Issuing the Bulk Scan -> Unkeyed param results in nothing other than Attack Qued.

I don't know what's going on, I had the same issue yesterday, but upon reinstalling param miner it worked fine, until today, I have reinstalled it, but still same issues.

Hopefully there is a simple explanation/fix, in the meantime I guess I'll try to figure out the code and convert it into python unless if someone had already done that.

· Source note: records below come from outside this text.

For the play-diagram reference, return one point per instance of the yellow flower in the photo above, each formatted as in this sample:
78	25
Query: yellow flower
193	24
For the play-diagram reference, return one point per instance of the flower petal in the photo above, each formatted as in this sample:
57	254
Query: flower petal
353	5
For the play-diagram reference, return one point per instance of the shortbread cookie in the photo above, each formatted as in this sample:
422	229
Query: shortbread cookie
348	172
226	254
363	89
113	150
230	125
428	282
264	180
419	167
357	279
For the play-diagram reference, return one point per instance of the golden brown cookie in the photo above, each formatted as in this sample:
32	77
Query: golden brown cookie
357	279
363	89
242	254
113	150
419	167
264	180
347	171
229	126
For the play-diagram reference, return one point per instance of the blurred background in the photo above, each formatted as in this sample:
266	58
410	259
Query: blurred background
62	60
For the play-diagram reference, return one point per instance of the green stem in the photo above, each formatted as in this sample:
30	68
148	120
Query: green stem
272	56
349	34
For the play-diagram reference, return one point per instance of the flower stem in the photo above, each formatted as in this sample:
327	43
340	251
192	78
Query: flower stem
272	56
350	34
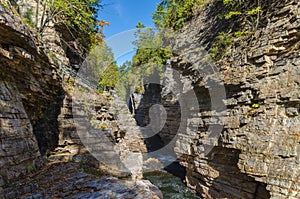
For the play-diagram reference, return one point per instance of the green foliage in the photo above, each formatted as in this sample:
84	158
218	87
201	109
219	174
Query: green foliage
254	11
247	10
174	13
150	48
101	68
110	77
150	57
76	15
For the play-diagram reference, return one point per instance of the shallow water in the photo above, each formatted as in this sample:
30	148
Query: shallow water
170	185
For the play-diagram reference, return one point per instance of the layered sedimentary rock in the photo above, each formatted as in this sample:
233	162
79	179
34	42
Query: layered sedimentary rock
37	120
68	180
256	153
30	99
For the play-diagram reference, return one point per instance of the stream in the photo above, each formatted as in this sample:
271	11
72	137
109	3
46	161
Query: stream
170	185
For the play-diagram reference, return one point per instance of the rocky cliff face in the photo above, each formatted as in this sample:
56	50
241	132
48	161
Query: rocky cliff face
257	152
30	99
37	120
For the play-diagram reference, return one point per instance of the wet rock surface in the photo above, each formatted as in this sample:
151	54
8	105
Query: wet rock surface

Thanks for looking into this.

Sincerely,
musashi42

Answer 1 · 2020-08-31T13:49:17.000Z

Hello,

I can confirm, that the "Bulk -> Unkeyed Paramter" does noting.
The only thing which is happening is, that the extension is writing the following line into the extender log: Queued 0 attacks from 1 requests in 0 seconds

Logger++ is not showing a single request.

I tried this for this Lab: https://portswigger.net/web-security/web-cache-poisoning/exploiting-implementation-flaws/lab-web-cache-poisoning-unkeyed-query

Environment:
OS Kali Linux (last patches)
Burp Suite Pro 2020.8.1

Greetings,
fabSeKo3429

Answer 2 · 2020-09-01T15:08:28.000Z

Unkeyed parameter operates on existing parameters. If there aren't any parameters, queuing 0 requests is expected behaviour.